There’s no settled convention for any of this. The measurement discipline is borrowed and solid: read the transcript, split your cases, only trust scores on cases you didn’t tune on.
Make It Yours
The example skill and all 18 test cases are below. The skill is a casual demo I sketched; the eval, the improve loop, and the test cases were all generated by Claude from the prompts above. Run the same prompts against your own skill to generate an eval and cases for it, then tweak.
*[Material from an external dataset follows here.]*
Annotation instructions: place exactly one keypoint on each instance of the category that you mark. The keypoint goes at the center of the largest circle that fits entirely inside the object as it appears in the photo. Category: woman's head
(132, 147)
Copy the skill into .claude/skills/a11y-review/SKILL.md as a starting point if you want, but experiment with your own skills and other prompts as needed.
Example skill: SKILL.md
---
name: a11y-review
description: Helps make the app nicer for the people who use it.
---
# a11y-review (deliberately weak example)
Ground truth (what this skill is really for): web accessibility review of the
UI, covering ARIA attributes, semantic HTML, keyboard navigation, screen-reader support,
color contrast, focus management, WCAG. NOT general UX/visual design, performance,
copywriting, data/model work, or ops.
Example test cases: triggering.json
{
"skill_name": "a11y-review",
"cases": [
{ "id": "p-aria-form", "should_trigger": true, "split": "tune", "prompt": "Add ARIA labels to the household search form." },
{ "id": "p-keyboard-table", "should_trigger": true, "split": "tune", "prompt": "Make the distributions table fully navigable by keyboard." },
{ "id": "p-contrast", "should_trigger": true, "split": "tune", "prompt": "Our dashboard text fails WCAG AA color contrast, fix it." },
{ "id": "p-screenreader", "should_trigger": true, "split": "tune", "prompt": "Announce to screen readers when a record saves via Turbo." },
{ "id": "p-focus-dialog", "should_trigger": true, "split": "tune", "prompt": "Move focus into the dialog when it opens and trap it there." },
{ "id": "n-perf", "should_trigger": false, "split": "tune", "prompt": "Make the dashboard load faster." },
{ "id": "n-redesign", "should_trigger": false, "split": "tune", "prompt": "Redesign the landing page to look more modern and on-brand." },
{ "id": "n-model", "should_trigger": false, "split": "tune", "prompt": "Add a new column to the households table." },
{ "id": "n-release-notes", "should_trigger": false, "split": "tune", "prompt": "Write the release notes for version 2.3." },
{ "id": "n-brand-color", "should_trigger": false, "split": "tune", "prompt": "Change the primary button color to match our new brand palette." },
{ "id": "p-alt-text", "should_trigger": true, "split": "holdout", "prompt": "Add alt text to the uploaded document thumbnails." },
{ "id": "p-audit-form", "should_trigger": true, "split": "holdout", "prompt": "Audit the new intake form for accessibility issues." },
{ "id": "p-skip-link", "should_trigger": true, "split": "holdout", "prompt": "Add a skip-to-content link for keyboard users." },
{ "id": "p-contrast-button", "should_trigger": true, "split": "holdout", "prompt": "Improve the contrast of the button text so low-vision users can read it." },
{ "id": "n-copy", "should_trigger": false, "split": "holdout", "prompt": "Reword the error messages to sound friendlier." },
{ "id": "n-ci", "should_trigger": false, "split": "holdout", "prompt": "Set up CI to run the test suite on pull requests." },
{ "id": "n-query", "should_trigger": false, "split": "holdout", "prompt": "Optimize the slow household export query." },
{ "id": "n-deploy", "should_trigger": false, "split": "holdout", "prompt": "Configure the production deploy pipeline." }
]
}
The Signal
When a skill keeps misfiring and you’ve tweaked the wording three times, build the loop. Try it on the next thing that misfires.